Long Bui bio photo

Long Bui

I am Long, Data Engineer and Technical Writer

Email Twitter LinkedIn Github Youtube

Overview

As previous post, we were walk through why and principles we should follow during design and implement data pipeline. In this topic I will let you go to how data lineage be implemented as network.

Introduction

Data lineage is one of the most critical components of a data governance strategy for data lakes. Data lineage helps ensure that accurate, complete and trustworthy data is being used to drive business decisions.

While a data catalog provides metadata management features and search capabilities, data lineage shows the full context of your data by capturing in greater detail the true relationships between data sources, where the data originated from and how it gets transformed and converged.

Different personas in the data lake benefit from data lineage:

  • For data scientists, the ability to view and track data flow as it moves from source to destination helps you easily understand the quality and origin of a particular metric or dataset
  • Data platform engineers can get more insights into the data pipelines and the interdependencies between datasets.
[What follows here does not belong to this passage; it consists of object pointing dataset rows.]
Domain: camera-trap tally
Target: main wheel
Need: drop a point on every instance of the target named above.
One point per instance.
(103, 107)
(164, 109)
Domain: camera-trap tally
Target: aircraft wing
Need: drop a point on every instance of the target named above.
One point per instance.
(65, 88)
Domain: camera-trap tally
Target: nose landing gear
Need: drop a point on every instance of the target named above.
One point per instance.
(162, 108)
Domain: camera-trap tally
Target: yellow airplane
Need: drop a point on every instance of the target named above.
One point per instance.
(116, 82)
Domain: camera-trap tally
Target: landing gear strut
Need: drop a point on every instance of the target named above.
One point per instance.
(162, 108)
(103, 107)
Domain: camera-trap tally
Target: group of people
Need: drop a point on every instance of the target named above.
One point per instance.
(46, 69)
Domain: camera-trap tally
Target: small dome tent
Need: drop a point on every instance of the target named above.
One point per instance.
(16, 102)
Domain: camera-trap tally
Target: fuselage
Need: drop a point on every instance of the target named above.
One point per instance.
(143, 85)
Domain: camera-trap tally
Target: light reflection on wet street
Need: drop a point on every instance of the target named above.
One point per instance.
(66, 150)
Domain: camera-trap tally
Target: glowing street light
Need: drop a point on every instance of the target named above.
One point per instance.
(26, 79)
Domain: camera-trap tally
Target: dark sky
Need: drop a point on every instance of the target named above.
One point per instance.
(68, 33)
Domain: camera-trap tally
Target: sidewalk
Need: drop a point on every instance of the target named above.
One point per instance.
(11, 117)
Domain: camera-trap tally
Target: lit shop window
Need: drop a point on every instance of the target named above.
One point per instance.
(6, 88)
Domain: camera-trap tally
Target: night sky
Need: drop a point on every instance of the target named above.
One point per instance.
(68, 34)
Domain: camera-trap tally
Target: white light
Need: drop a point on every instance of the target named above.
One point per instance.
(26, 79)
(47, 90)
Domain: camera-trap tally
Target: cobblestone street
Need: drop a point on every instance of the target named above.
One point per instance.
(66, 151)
Any Changes in data pipelines are easier to apply and validate because engineers can identify a job’s upstream dependencies and downstream usage to properly evaluate service impacts

Solution and Technical Stack

1. Solution Scope

  • Apache Spark is one of the most popular data processing framework in data lake and being used in most of data platform. The solution is send Spark Job data and Job detail data into network database via API during job runs internally.
  • Graph Database is used for optimized storing and querying connected datasets.
  • Graphing data modeling is used for illustrate complexity of connected datasets, the dataset are job, job_run, table, database, spark execution plan, actual execution event,etc… The result of data modeling is well understanding the complex and deep network of relationship within the data.

2. Technical Scope

2.1. Physical Design

The follow diagram illustrates how Spark Runtime data be sending to Graph Database with installed Agent on Spark Job instance.

alt text

2.2. Implementation

Amazon Web Service is one of favorite Cloud services in data industry because large of benefit from service. All technical service are using AWS as native solution for this project.

Components
  • API Gateway supports HTTP request with routes
    • POST request for sending data to Graph Database from Spark Agent
      • stats/
      • health/
      • jobs/
      • job/{id}/
      • dags/{id}/
      • execution/{id}/
    • GET request for query data from Graph Databse to BI/App
  • Lambda Serverless Function support HTTP call
    • Producer App: Be called from Agent and send data to database
    • Consumer App: Be called from BI/App
  • Glue Jobs using --extra-jar with installed Agent and user-jar-first be true for trigger Glue Job using .jar app as the initially class.
  • Neptune Database is use as network database and stores all relationship of all entity as vertex and edge.
Data Modeling

The diagram shows how vertexes and edges has a relationship together.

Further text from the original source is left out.